Job

In assessing whether there are benefits to having teens work, a recent National Bureau of Economic Research working paper sifts through an enormous amount of data from two long-running government surveys.

While it can be exceedingly complicated to tease out the answer to a question like this, the researchers make a valiant effort to make sense of the information. 

So what did they find? Should you send your kid to the coal mines or what? (kidding, kidding)

The economic benefits of work
I was surprised to discover that the vast majority of students work at some point during high school, and 75% have jobs during part or all of their senior year.

That work also had a palpable effect on kids as they grew into their 20s, according to the report: "Adult wages and weeks worked are typically lowest for those who did not work as students during the academic year and are generally highest for those who worked long hours."

However, those wage benefits have declined significantly over time, both for kids who worked during the school year and those who worked only in summer.

 In other words, if you think your high schooler should work because it will help their future earnings, you might be on to something -- but it's not helping as much as it used to.

Interestingly, it doesn't matter if students were college-bound or not. The earnings and tenure benefits apply to everyone.

What about other benefits? 
Of course, there are many other reasons you might want your kid to work.

Whether it's teaching responsibility, coping skills for the workplace, or an appreciation for money, you could probably come up with a pretty long list of arguments in favor of teens taking jobs.  

The study found that "college completion rates were highest for those who worked relatively short (0-10) hours in their senior year of high school." Of course, you can't tease out cause and effect from that tidbit alone, but it is possible that a bit of work can go a long way.

Looking more broadly, the evidence is mixed. Some researchers have found that a certain amount of work is good for kids, while too much can cause harm both academically and psychologically. An Australian study found that working more hours is generally associated with worse outcomes, unless students are using earnings to save for college. 

Doing what's best for the individual
As with most things in life, it seems the "right" answer to the question of whether high school work is good or bad depends primarily on the situation and the child. 
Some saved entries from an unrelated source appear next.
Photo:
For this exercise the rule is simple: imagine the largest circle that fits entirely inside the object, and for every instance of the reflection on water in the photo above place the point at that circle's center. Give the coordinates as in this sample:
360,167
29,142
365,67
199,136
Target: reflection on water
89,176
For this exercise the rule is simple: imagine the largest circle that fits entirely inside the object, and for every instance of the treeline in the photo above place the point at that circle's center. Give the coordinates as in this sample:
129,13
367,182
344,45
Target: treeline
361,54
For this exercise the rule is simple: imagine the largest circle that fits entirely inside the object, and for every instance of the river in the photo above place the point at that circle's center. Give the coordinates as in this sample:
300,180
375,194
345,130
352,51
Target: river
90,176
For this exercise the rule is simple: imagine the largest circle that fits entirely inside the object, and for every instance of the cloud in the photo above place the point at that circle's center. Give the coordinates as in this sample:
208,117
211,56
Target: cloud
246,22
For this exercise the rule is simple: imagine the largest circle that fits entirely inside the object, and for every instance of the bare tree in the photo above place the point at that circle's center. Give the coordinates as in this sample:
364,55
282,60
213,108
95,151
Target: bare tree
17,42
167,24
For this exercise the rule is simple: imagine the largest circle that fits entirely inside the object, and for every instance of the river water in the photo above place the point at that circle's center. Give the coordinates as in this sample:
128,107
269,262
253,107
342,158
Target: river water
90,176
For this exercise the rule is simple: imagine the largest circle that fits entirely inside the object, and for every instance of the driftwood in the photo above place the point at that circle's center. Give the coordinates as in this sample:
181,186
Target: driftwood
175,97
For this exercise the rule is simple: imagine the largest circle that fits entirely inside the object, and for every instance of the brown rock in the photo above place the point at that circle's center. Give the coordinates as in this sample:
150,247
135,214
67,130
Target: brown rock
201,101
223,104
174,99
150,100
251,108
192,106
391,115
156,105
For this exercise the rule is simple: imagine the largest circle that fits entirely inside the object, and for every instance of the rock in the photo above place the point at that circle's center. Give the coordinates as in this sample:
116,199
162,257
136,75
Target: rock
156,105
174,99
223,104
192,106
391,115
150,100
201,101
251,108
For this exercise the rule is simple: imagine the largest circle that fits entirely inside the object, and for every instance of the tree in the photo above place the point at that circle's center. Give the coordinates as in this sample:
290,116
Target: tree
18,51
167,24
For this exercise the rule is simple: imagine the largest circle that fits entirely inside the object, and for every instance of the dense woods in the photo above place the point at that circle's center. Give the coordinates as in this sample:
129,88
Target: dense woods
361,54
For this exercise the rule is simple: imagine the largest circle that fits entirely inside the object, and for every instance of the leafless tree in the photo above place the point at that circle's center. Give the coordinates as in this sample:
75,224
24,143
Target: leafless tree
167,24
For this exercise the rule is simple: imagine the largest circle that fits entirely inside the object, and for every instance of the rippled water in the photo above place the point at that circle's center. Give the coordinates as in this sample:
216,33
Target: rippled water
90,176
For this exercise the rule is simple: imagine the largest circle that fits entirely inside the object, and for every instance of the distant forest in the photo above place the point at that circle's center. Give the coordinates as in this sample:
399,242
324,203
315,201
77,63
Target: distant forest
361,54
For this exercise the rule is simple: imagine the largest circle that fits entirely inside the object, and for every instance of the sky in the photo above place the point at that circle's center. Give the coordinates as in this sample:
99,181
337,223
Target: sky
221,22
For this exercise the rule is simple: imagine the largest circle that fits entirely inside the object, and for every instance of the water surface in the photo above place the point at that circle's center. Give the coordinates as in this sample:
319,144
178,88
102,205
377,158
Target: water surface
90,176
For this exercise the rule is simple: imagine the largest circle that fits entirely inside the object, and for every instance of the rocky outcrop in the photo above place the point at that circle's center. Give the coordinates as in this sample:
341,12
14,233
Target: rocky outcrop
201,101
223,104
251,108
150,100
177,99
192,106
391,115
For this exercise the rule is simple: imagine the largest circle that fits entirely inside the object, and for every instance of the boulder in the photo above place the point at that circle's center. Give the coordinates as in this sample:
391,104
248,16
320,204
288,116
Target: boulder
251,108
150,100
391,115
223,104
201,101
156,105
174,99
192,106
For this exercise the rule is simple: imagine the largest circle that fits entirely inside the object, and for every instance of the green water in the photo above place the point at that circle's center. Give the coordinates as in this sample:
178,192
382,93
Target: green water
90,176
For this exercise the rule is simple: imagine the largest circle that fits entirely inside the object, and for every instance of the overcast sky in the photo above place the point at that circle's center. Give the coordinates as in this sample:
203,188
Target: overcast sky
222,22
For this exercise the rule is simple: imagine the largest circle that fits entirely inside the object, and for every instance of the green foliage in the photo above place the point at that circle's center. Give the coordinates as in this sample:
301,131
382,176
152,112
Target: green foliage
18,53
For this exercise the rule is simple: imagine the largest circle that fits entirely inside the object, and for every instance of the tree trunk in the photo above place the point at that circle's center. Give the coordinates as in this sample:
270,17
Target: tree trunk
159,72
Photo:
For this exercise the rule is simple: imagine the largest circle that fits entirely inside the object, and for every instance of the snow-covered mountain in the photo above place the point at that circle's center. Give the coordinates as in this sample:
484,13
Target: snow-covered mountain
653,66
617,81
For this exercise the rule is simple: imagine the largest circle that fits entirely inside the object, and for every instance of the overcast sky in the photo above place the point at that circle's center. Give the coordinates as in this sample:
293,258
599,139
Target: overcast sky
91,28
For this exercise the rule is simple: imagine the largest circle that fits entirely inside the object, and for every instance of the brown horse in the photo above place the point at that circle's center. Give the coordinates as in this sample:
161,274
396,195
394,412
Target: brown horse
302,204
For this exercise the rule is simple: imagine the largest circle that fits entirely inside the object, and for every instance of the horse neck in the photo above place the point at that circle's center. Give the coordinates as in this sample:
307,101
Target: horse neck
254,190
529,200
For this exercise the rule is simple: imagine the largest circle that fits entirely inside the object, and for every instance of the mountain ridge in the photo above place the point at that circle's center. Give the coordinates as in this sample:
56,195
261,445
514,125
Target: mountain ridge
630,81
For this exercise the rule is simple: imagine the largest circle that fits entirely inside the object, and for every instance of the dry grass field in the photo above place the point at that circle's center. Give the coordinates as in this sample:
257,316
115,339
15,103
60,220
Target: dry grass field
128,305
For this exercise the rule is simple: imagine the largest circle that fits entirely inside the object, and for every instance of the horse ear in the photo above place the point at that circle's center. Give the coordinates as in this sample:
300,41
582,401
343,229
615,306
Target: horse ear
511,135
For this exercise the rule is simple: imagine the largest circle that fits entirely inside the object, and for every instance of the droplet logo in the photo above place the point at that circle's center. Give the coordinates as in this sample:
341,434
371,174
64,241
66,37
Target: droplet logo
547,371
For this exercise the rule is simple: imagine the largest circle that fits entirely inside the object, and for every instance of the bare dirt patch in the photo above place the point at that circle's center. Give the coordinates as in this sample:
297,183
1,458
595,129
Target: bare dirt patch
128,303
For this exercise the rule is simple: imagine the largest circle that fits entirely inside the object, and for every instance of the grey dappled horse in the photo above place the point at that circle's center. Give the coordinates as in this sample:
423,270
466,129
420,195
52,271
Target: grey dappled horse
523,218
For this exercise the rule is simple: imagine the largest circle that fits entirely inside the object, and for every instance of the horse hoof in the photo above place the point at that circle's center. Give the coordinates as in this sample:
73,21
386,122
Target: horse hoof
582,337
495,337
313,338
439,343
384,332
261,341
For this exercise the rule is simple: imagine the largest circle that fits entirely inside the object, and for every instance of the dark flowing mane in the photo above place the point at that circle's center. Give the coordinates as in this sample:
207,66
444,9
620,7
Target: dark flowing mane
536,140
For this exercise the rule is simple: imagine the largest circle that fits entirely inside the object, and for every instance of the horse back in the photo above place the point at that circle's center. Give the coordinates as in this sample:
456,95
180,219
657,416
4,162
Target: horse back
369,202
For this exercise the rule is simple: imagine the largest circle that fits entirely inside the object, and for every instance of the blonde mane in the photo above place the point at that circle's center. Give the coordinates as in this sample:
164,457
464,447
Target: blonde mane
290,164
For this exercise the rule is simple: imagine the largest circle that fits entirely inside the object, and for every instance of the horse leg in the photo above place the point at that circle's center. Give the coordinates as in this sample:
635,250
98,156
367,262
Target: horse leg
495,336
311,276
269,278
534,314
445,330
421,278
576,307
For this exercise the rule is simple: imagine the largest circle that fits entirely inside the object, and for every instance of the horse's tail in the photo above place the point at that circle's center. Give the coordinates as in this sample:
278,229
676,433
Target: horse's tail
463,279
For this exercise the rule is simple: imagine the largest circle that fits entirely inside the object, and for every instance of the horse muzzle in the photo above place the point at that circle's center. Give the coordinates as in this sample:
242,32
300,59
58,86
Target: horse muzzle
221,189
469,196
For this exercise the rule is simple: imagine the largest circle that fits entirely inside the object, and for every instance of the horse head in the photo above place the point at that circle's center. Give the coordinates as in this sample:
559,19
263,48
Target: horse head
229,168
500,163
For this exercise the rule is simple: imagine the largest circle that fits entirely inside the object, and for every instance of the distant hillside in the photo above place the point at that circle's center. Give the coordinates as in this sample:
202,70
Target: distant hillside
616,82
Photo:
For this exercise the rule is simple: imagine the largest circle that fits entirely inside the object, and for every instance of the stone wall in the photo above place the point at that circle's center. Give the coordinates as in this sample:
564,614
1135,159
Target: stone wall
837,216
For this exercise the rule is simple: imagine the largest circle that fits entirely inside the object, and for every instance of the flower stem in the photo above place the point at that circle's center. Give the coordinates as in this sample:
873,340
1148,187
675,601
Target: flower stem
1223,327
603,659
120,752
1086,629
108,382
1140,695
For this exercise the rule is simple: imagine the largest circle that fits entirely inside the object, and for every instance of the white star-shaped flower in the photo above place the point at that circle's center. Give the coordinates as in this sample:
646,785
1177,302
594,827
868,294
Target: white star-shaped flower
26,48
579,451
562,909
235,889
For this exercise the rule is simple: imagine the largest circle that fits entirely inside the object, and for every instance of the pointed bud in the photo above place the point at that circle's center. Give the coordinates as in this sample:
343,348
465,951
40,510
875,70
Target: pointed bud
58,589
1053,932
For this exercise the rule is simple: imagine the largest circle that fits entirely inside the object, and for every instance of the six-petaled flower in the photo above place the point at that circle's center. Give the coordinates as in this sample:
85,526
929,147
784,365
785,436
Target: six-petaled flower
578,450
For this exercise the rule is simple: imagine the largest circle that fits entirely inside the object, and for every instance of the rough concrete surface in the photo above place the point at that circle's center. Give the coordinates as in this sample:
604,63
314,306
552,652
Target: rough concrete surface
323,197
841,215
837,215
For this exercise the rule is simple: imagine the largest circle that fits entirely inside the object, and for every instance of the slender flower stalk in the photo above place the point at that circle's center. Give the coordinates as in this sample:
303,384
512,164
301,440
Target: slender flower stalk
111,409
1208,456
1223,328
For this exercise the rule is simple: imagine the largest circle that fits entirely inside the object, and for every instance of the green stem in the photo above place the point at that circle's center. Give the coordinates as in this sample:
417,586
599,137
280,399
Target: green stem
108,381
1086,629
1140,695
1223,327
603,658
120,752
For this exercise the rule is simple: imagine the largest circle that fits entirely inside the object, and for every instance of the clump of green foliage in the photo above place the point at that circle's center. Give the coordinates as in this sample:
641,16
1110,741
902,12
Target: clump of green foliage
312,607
If your kid is an energetic powerhouse or desires the independence of paid employment, that's one thing. If he or she would much rather cultivate a talent for a trade or entrepreneurship instead of prepping for a liberal arts degree, your situation might also look different. Family economics, your child's maturity and coping ability, and various other factors could also influence matters. 

At heart, it's a matter of assessing what's right for each teen individually -- statistics are incredibly powerful for populations, but, in the end, they can't exactly tell you how to parent your own child.